İsveç, Moskova'nın yanı başındaki 'NATO gölüne' katılıyor
İsveç'in Perşembe günü NATO'ya katılması, NATO’nun Rusya için önemli bir petrol ticaret yolu olan ve filolarından birine ev sahipliği yapan Baltık Denizi'nin neredeyse tamamını çevrelediği anlamına geliyor.
Letonya Dışişleri Bakanı ve NATO başkanlığına adaylığını açıklayan Krišjānis Kariņš "Baltık Denizi bir NATO gölü haline geliyor" dedi.

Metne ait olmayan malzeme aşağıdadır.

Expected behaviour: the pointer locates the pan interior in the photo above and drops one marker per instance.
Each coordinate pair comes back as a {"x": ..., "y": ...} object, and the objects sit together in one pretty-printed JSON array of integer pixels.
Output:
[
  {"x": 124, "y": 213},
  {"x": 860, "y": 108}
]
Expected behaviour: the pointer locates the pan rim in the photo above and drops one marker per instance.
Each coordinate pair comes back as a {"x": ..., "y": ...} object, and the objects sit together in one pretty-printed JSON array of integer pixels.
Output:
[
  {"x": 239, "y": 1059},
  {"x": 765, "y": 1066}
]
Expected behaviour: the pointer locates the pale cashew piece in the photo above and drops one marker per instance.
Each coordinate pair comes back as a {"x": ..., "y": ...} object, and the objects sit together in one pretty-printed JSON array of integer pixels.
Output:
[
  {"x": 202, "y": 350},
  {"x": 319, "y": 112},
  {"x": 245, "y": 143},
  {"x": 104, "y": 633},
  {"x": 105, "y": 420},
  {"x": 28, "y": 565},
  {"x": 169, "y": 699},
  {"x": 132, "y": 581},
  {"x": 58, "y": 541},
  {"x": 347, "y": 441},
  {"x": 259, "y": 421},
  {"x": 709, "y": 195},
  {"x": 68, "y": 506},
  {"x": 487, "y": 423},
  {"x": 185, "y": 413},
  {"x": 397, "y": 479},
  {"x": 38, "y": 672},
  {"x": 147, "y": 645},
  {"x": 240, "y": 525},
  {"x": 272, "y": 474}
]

Washington'da düzenlenen bir törenle ABD liderliğindeki ittifakın 32. üyesi olan İsveç, üç küçük Baltık ülkesinin savunmasını kolaylaştıran ve "dev bir uçak gemisi" olarak adlandırılan orta Baltık adası Gotland'ı da beraberinde getiriyor.
İsveç ve Finlandiya'nın NATO'ya katılması üç yıl önce hayal bile edilemezdi.
Ancak Şubat 2022'de Rus tankları Kiev'e doğru ilerlemeye başladığında, iki İskandinav ülkesi Moskova'nın askeri ittifaka üye olmayan komşularına neler yapabileceği konusunda uyandı.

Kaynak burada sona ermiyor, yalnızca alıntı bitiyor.